Jones sued Coleman for failure to design, manufacture and distribute a non-defective generator, for failure to provide adequate warnings, and for breach of express and implied warranties. Jones sued Briggs & Stratton Corp. for failure to design, manufacture and distribute a non-defective generator motor, and for failure to provide adequate warnings. Jones sued the Aardsmas for failure to exercise reasonable care in maintaining the property in a safe condition and for failure to exercise reasonable care in providing equipment for his use.

On January 14,1993, Judge Conlon denied the Aardsmas’ motion for leave to file their motion for summary judgment as untimely, because she had set the deadline for filing *752 dispositive motions for December 16. On January 19, 1993, Judge Conlon granted Coleman’s motion for summary judgment. In February, the parties consented to proceed before a magistrate judge. After Briggs & Stratton settled with Jones, the Aardsmas were the only remaining defendants. They again sought leave to file a motion for summary judgment, which Magistrate Judge Guzman allowed. The magistrate judge subsequently granted the Aards-mas’ motion for summary judgment.

II. DISCUSSION

A. Estoppel to Deny Manufacture of Generator

In response to Jones’ allegation that “[i]n May, 1990, Dennis Aardsma and Mary Aardsma rented a generator designed, manufactured and distributed by Coleman Co., Inc.,” Am.Compl. ¶ 5, Coleman responded that it “has no knowledge sufficient to form a belief as to the truth or falsity of the allegations that Dennis Aardsma and Mary Aardsma rented a generator and defendant denies every remaining allegation of paragraph 5.” Sept. 29, 1992 Answer to Am.Compl. ¶5. 3 Coleman denied Jones’ allegations that Coleman owed him a duty to manufacture a non-defective generator and provide adequate warnings.
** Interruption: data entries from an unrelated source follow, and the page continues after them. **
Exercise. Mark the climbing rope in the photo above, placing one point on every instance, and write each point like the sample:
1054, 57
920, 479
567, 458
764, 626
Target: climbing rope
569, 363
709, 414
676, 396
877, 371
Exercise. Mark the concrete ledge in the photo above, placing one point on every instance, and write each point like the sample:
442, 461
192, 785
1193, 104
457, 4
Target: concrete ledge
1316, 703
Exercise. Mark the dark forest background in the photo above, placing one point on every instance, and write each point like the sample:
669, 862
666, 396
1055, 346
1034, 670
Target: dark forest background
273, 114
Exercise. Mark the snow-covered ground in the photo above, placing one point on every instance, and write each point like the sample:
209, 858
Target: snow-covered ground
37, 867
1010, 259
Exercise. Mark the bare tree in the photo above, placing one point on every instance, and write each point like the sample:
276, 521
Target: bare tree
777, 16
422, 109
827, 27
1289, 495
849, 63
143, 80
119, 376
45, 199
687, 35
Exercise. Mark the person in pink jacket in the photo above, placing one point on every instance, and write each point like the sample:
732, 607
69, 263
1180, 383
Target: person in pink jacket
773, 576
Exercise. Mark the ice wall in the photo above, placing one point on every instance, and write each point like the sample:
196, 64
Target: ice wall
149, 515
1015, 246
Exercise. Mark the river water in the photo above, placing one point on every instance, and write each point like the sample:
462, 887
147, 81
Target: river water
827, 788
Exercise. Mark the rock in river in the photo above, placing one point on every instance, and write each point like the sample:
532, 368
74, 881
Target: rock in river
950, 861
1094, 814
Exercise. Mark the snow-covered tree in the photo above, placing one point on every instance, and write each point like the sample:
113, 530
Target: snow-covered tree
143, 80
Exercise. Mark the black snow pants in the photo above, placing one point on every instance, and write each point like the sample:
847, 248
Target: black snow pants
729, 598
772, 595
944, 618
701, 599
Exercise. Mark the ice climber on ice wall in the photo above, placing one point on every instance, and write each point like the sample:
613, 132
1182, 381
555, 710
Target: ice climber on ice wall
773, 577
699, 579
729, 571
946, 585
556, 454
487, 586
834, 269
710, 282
Id. ¶ 18. It also denied that it had given Jones implied and express warranties, and had breached those warranties. Id. ¶¶ 21-22, 24-25.

On December 3, Coleman filed a motion for summary judgment, and identified the correct manufacturer as Coleman Power-mate, Inc. Coleman attached as an exhibit an affidavit by Jim Dixon, the Director of Quality and Warranty Operations at Coleman Powermate. Dixon inspected the generator on August 6, 1992, and concluded that Coleman Powermate manufactured it. 4 He also states in his affidavit that he is familiar with Coleman, and that it does not manufacture generators.

Jones argues that Coleman is estopped from denying that it manufactured the generator, because Coleman misled Jones to believe that Coleman manufactured the generator until after the statute of limitations had expired. He contends that Coleman took an active role in the litigation. He also asserts that Coleman and Coleman Powermate are closely related (but does not elaborate on this relationship), and that Coleman simply waited too long to bring out the fact that it did not manufacture the generator. He concludes that Coleman should not be rewarded for defending the interests of a related corporation.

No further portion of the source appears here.